A etimologia não é disciplina da filosofia moral, mas pode lançar alguma luz sobre a questão.

A ideia da gorjeta é a de oferecer um “agrado” em forma de dinheiro para uma pessoa que prestou um serviço, e o fez de modo generoso. Quem a dá tem a intenção de manifestar gratidão e, em geral, fica com a expectativa de que numa próxima oportunidade o “agraciado” terá ainda maior disponibilidade para prestar aquele mesmo serviço.

A palavra se registrava em português no século XVIII na forma de “gurgeta“, o que evidencia com mais clareza sua ligação com o latim gurges (“goela”, “garganta”) e seu parentesco, por exemplo, com “regurgitar” (ato de expelir algo pela garganta).

O sufixo -eta (que forma diminutivos) pode ter a ver com a quantidade daquela gratificação espontânea.

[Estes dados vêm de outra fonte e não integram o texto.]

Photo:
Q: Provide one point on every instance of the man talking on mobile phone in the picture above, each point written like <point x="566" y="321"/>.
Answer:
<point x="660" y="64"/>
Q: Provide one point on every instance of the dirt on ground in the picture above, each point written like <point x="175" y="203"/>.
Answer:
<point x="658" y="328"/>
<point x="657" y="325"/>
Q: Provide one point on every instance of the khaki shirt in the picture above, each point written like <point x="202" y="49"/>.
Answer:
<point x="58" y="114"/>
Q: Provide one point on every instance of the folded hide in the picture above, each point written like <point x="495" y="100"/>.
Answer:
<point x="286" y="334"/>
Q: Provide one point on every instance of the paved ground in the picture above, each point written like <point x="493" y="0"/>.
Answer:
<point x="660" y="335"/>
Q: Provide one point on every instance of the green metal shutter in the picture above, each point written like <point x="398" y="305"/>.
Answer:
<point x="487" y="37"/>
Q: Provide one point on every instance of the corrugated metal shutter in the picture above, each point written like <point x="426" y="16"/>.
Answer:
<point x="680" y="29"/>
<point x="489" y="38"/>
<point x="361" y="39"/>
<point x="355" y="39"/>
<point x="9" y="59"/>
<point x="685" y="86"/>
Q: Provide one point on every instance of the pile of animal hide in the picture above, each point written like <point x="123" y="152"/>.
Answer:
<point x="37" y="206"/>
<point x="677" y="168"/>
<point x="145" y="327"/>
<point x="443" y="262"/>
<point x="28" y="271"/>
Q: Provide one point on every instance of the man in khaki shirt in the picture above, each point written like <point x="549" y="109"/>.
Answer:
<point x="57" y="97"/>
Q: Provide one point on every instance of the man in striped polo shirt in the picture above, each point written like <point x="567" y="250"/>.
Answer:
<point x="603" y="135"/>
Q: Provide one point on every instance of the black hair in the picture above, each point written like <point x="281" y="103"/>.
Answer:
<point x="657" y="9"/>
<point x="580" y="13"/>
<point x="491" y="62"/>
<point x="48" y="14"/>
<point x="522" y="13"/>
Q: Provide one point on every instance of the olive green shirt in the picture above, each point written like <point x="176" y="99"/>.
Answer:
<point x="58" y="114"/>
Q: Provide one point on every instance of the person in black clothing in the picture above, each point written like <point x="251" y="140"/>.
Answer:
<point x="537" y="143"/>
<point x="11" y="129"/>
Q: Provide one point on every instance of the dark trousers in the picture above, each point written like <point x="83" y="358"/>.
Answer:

A gorjeta é um valor pequeno que serviria apenas para “molhar” a garganta (ou a mão, que ficará mais ágil para fazer alguma coisa) de alguém (do garçom, do entregador de malas, do taxista, do manobrista, do engraxate etc.), “incentivando” um serviço “diferenciado”, ou providenciando pequenos privilégios futuros.

Antes de se tornar uma quantia de dinheiro, a gorjeta era um copo d’água ou um gole de café ou de outra bebida, algo feito por generosidade, um gesto de humanidade. Por isso ainda usamos expressões como “cafezinho” ou “cervejinha” para indicar o suposto destino que aquele “dinheirinho” extra terá ou deveria ter. Em francês, gorjeta é pourboire (literalmente, “para beber”); em alemão, é Trinkgeld (“dinheiro ou troco para beber”); em espanhol, é propina (remetendo ao latim propinare, “dar de beber”).

A palavra propina em nossa língua ganhou conotações negativas. Em italiano, gorjeta é mancia, em referência à manga da túnica que cobria a mão na hora de dar a “caixinha” discretamente, como se fosse uma ação meio vergonhosa.

O fato é que a cultura da gorjeta ganhou espaço e tradição em boa parte do mundo. Muitos já contam com essa “doação”, que pode ser incorporada como algo normal (a taxa de serviço nos restaurantes), ajudando o profissional a reforçar o seu salário.